Q. My wife recently divorced me over finances. I promised her that I would work so that she could stay home while the kids were young; that was 20 years ago. I tried; I never stopped trying. She is seeing someone else. I love my wife. Our kids and I are heart-broken. I continue to work to provide to win her back. My heart hurts in ways and places I never imagined.
A. I am so sorry about your loss. Divorce and knowing your ex is with someone else can feel absolutely devastating. I use the word loss because it is important for you to recognize that you (and your kids) are going through a grief process. You experience the death of your marriage, of your family as you knew it.
Finances are a common reason for marital troubles but usually, it is less about money and more about power struggles. Money represents power. Finances may play a role but I have no doubt that there were other contributing factors.
Have you considered going to a divorce support group, either in your community or through your church? By writing to me, it is clear that you seek support. It is not easy to process this loss on your own. A support group can help lift you up, slowly, over time, out of the darkness.
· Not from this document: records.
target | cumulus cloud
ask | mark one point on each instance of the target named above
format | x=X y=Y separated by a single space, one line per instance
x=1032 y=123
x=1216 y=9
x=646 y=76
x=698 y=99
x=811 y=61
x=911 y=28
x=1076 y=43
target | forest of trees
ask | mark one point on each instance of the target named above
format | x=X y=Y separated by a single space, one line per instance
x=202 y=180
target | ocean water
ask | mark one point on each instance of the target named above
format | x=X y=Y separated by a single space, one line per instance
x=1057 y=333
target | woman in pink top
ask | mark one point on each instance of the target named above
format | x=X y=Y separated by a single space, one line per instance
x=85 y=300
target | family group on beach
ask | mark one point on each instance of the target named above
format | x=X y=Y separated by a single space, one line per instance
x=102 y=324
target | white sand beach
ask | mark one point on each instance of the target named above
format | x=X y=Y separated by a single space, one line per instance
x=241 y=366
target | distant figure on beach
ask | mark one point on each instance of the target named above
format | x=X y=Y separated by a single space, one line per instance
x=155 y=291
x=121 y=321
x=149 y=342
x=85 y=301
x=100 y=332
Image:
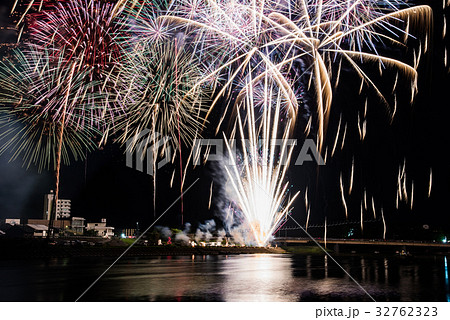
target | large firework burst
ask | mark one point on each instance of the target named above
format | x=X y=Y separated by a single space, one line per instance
x=39 y=95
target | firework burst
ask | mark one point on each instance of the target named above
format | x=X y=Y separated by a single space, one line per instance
x=258 y=181
x=39 y=96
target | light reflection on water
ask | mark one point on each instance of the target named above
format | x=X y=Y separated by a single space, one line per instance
x=259 y=277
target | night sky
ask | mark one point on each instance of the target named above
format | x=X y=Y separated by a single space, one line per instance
x=103 y=187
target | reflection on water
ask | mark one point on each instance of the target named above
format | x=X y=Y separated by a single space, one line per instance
x=259 y=277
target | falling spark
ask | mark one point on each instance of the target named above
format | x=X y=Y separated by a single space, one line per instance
x=342 y=196
x=430 y=182
x=210 y=195
x=351 y=176
x=259 y=186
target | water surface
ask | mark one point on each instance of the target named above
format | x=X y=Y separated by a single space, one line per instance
x=252 y=277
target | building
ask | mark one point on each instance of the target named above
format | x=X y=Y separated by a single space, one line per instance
x=39 y=230
x=101 y=228
x=58 y=224
x=12 y=221
x=63 y=207
x=78 y=225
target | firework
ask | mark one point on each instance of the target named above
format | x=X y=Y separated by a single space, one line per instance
x=39 y=96
x=258 y=180
x=276 y=38
x=82 y=32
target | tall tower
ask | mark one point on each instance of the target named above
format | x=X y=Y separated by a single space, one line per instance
x=48 y=203
x=63 y=207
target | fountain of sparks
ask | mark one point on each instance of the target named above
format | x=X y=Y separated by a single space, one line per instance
x=258 y=181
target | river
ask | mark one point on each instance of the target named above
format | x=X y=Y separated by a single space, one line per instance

I caution you to be careful around your children. For parents, it is a fine line between sharing in your children’s grief as a way of supporting them versus leaning on them emotionally (which believe me, you might do without even realizing it). If your kids see you depressed, crying a lot, or in any way distressed, they will organically feel a need to take care of you.
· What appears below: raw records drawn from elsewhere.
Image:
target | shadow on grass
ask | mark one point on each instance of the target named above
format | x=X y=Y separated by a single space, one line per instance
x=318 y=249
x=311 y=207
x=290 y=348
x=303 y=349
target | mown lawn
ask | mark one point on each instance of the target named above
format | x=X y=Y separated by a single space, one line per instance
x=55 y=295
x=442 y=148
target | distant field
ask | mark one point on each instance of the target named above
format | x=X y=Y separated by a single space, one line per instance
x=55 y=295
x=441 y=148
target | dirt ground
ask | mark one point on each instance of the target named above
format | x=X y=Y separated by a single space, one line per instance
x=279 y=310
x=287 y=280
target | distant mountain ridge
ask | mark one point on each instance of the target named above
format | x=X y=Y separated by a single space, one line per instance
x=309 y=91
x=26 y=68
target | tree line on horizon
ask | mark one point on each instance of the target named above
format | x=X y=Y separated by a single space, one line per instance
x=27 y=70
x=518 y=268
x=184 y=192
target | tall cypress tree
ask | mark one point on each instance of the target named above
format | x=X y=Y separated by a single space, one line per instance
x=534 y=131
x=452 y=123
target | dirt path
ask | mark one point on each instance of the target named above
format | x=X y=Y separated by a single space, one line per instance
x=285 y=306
It is a subtle care taking approach like hugging you more, not going out to be with friends so that you are not alone. The behaviors are not always overt and obvious. Remember, that your role as a parent is to make sure that YOU take care of THEM.
The post divorce period is a delicate time. Surround yourself with loved ones, take extra care of yourself, lean on your adult friends and/or find a support group or professional to work with.
Focus more on your own self-care rather than on reuniting with your spouse. I am sure you have many emotions with your ex that you need to process. Again, I highly encourage you to seek out adults who can support you.
Remember that even though you still love her, post-divorce reunion is not common. I would not want you to hold reunion as your only goal, extending your grief process even further when it does not happen. It sounds like she has moved on, as you process your own grief, I hope that you can find hope and love in your life, even if it does not include her.
This information is for educational purposes only. This post is not intended to be psychotherapy or a replacement for psychotherapy.